Tag Archives: ranchers

FBI seeks peaceful end to occupation at Oregon refuge

Federal law enforcement officials on Jan. 4 sought a peaceful end to the occupation of the headquarters of a U.S. wildlife refuge in Oregon launched over the weekend by a group of militiamen angry over the imminent imprisonment of two ranchers.

The occupation, which began on Jan. 2, was the latest skirmish over federal land management in the American West and reflected an anti-government stance held by some Americans.

On Monday morning, a group of about a half-dozen occupiers could be seen outside the facility, with some manning a watchtower and others standing around a vehicle they had used to block the road leading to the building. They chatted quietly among themselves as a large group of media looking on. None were visibly armed.

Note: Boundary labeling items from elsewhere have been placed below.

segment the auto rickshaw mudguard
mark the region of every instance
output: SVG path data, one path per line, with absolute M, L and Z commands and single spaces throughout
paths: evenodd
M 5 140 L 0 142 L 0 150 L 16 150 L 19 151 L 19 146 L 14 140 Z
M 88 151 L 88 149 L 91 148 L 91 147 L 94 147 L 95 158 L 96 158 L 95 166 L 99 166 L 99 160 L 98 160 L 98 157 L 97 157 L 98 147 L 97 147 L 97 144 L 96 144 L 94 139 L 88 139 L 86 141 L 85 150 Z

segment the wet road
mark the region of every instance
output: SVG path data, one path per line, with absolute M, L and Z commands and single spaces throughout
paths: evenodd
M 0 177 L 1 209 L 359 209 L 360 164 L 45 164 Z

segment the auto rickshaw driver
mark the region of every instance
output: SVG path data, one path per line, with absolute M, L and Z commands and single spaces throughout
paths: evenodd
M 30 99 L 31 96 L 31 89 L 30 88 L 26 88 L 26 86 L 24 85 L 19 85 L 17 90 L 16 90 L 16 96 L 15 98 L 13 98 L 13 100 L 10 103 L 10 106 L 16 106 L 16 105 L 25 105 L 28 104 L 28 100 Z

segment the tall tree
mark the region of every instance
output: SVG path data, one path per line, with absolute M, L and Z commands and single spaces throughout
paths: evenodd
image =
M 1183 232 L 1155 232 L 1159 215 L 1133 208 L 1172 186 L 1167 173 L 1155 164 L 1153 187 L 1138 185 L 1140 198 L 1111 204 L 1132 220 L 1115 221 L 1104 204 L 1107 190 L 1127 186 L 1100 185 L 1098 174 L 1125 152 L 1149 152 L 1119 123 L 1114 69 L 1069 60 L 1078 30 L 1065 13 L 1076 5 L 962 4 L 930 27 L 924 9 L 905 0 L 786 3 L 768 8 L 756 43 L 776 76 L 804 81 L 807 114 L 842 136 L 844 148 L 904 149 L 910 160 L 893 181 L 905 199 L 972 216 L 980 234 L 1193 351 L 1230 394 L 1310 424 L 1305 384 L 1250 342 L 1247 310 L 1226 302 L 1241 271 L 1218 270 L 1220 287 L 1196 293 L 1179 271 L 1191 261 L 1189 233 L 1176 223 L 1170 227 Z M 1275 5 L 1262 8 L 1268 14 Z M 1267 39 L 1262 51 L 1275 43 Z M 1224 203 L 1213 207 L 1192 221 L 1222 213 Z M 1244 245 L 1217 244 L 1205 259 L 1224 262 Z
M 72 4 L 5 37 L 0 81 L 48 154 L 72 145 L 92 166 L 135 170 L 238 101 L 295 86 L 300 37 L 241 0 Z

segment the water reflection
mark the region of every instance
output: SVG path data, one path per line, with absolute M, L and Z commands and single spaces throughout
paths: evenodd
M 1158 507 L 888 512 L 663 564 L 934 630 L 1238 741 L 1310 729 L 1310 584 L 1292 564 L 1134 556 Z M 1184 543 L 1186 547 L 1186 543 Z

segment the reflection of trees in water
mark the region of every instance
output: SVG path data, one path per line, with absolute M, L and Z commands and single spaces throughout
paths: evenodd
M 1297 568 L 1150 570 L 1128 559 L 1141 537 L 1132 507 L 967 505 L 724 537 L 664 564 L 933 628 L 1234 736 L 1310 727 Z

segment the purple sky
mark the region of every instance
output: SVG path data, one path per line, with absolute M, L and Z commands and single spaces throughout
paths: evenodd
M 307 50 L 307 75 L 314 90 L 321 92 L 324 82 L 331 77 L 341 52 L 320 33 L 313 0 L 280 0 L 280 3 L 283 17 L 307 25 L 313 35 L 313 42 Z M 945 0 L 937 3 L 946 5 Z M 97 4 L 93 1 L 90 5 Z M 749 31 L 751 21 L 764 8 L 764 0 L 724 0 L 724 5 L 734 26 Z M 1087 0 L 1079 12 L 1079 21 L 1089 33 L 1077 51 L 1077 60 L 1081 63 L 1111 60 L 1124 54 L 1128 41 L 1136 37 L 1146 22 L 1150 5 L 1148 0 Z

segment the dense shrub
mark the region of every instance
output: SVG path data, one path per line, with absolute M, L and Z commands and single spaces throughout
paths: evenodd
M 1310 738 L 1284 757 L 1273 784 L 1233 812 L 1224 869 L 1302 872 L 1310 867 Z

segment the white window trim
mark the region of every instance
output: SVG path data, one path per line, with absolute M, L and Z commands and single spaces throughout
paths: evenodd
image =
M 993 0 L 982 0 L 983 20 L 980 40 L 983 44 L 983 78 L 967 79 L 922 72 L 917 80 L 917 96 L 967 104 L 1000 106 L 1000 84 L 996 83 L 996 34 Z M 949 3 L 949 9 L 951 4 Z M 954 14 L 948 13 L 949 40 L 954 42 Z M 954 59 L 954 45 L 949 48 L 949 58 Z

The occupation followed a protest march in Burns, a small city about 50 miles north of the Malheur National Wildlife Refuge, over the imminent imprisonment of ranchers Dwight Hammond Jr. and his son, Steven Hammond.

The Hammonds were found guilty in 2012 of setting a series of fires including a 2001 blaze intended to cover up evidence of deer poaching that went on to burn 139 acres (56 hectares) of public lands, according to federal prosecutors.

They were initially sentenced to 12 months in prison, below the federal minimum for arson, but a U.S. district judge in October raised the sentences to five years.

The Federal Bureau of Investigation declined to give details on plans by federal officials for dealing with the occupiers.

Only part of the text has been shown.